The Biden administration’s new plan to combat homelessness is focused on preventing people from losing their homes in the first place, NPR reports.
The new plan includes a number of ways to boost the supply of affordable housing and increase the number of shelters and support programs.
But the biggest change calls for the “systematic prevention of homelessness,” focusing on keeping people in their homes.
The plan aims to reduce the number of homeless people by 25% by 2025.
"We've gotten very, very good at providing supportive housing for people," Jeff Olivet, executive director of the U.S. Interagency Council on Homelessness, which developed the plan, told NPR. "We've not done a great job as a nation of turning off the faucet."
Homelessness stabilizes after pandemic:
The number of homeless people rose for years since 2016 but has stabilized this year, according to NPR.
The Department of Housing and Urban Development estimates there were about 582,000 homeless people on any given night in January.
Over the course of the year, more than a million individuals and families were without housing at some point.
Advocates credited congressional aid for preventing an even larger spike in homelessness but the aid has largely dried up and the rates for single adults and those with disabilities are on the rise.

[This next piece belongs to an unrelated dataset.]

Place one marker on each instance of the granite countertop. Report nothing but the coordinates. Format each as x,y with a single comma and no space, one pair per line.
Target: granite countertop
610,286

"Where we invest, we see success," Olivet says. "Where we don't invest, that's where we see the numbers rising."
Focus on prevention:
Advocate Paul Downey told NPR that focusing on prevention is the “obvious thing.”
Downey found that a majority of seniors he works with said just a few hundred dollars per month could keep them off the street. San Diego launched a pilot program to offer up to $500 per month in subsidies to at-risk seniors.
Downey said that’s a bargain compared to the $35,000 per month homeless people cost taxpayers in police and first responder costs, criminal justice measures and emergency room visits.
"It looks like a good economic solution in addition to, of course, being a good human solution," he said.